In the US, similar approaches are appearing in the form of ‘Bicycle Boulevards’. Such a system works relatively well where there is a strict grid network and parallel roads take you more or less to the same place as a parallel major road. It is less successful in British towns and streets where the main road is the shortest, most direct route and parallels tend to be fiddly, illegible alternatives which are, literally ‘round the houses’.
Cobbles, history and Fiaker
Another problem for cyclists trying to pass through central Vienna is the historic core of the city. A very large proportion of the centre is heavily traffic-calmed or fully pedestrianised, with huge flows of tourists and shoppers. On many of the picturesque streets surrounding this pedestrianised area run the prescribed routes of dozens of tourist-trap horse carriages – known as Fiaker.
The next best (most direct) route running north-south through the city avoids the pedestrianised area, but passes along a very narrow set of streets and the entrance to the biggest tourist attraction in Vienna. Consequently, it heaves with traffic and slow-moving Fiaker. In Britain, horses turn the surfaces of bridleways into quagmires; in Vienna, the grinding action of hooves on cobbles makes them practically unrideable.

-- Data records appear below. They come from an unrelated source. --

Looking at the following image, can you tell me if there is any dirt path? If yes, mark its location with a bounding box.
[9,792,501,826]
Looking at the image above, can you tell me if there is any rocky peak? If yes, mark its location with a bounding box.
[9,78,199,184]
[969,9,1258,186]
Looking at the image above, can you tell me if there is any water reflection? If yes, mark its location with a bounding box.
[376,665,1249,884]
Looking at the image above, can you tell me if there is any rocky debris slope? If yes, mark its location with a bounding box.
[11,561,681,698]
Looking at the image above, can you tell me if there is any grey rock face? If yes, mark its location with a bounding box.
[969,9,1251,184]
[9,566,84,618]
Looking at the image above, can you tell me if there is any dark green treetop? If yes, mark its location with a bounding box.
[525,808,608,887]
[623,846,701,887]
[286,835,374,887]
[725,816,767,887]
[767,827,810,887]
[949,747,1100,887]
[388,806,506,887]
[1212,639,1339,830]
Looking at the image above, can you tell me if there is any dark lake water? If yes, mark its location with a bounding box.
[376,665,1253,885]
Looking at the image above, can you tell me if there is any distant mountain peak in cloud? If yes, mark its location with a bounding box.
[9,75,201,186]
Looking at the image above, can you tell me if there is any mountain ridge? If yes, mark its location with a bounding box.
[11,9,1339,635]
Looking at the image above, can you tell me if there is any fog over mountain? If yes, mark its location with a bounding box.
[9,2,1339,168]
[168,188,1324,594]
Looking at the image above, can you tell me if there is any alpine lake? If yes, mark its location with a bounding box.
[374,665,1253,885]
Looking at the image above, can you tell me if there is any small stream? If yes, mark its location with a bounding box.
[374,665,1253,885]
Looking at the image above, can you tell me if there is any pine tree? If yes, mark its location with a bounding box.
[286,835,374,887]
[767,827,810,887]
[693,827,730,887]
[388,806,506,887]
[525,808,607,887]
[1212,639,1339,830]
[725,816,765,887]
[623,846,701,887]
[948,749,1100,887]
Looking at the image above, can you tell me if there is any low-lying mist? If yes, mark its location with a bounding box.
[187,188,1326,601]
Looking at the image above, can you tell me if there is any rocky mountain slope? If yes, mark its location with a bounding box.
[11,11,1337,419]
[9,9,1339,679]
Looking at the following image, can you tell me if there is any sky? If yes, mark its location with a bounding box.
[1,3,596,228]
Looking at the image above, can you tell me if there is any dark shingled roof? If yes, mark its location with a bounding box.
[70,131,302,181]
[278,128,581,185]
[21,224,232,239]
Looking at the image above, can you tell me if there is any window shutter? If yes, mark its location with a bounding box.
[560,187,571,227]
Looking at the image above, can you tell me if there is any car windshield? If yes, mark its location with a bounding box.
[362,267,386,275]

Elsewhere, the reluctance to remove private car parking means that this key cycle route is far worse than it should be – though it is still far superior to the routes with similar importance in British cities.
In a workshop held during the conference, architects and advocates discussed these issues and the problems of trying to balance the needs of cyclists (a smooth, asphalt surface and minimal conflicts with other road users) and the importance of retaining a historical texture of street surfacing and accommodating the tourist trade.
Continuity – even when narrow
Apart from the problems listed above, Vienna has provided some brilliant infrastructure for cyclists, particularly alongside the waterways: the Danube Canal that cuts through the centre of the city, and the multiple channels of the Danube itself.
A massive flood defence plan in the 1970s to dig a new channel involved creating a vast island over 20 kilometres long, but only a hundred or so metres wide. This island provides a peaceful, virtually car-free cycling environment, as well as being dotted with restaurants, cafes and – as in the rest of Vienna – public drinking fountains.
Every major road and most of the rail bridges have dedicated, wide cycle paths, and in some places new bridges have been built to connect up routes, crossing the major road system. At one U-bahn station, three wide aerial cycleways (see right) now join together, linking cycle paths and communities and linking in to the public transport network.
Even though many of the cycle paths were of a fairly low standard (narrow, a bit fiddly), there was a sense of continuity and consistency of approach. There was less of the, ‘oh-we-give-up-try-and-cross-here-as-best-you-can’ attitude that one suspects some British traffic engineers end up taking (often through necessity).
Altogether, Vienna is a city in which it's good to be a cyclist - but it's equally very easy to drive, and very simple and cheap to take the seamlessly integrated public transport.
By trying to inspire a culture of cycling – through events like Velo-city – Vienna hopes to be able to sustain the growth in cycling and thereby reduce the potential for congestion as the city itself expands.
The Viennese are also rightly proud of the liveability of their city and they have grasped - as many cities in the UK are doing - that a city that is good for cycling is good for living. They've realised that having conditions conducive to cycling are required to attract the young, dynamic population required to sustain an economy based on creativity and innovation.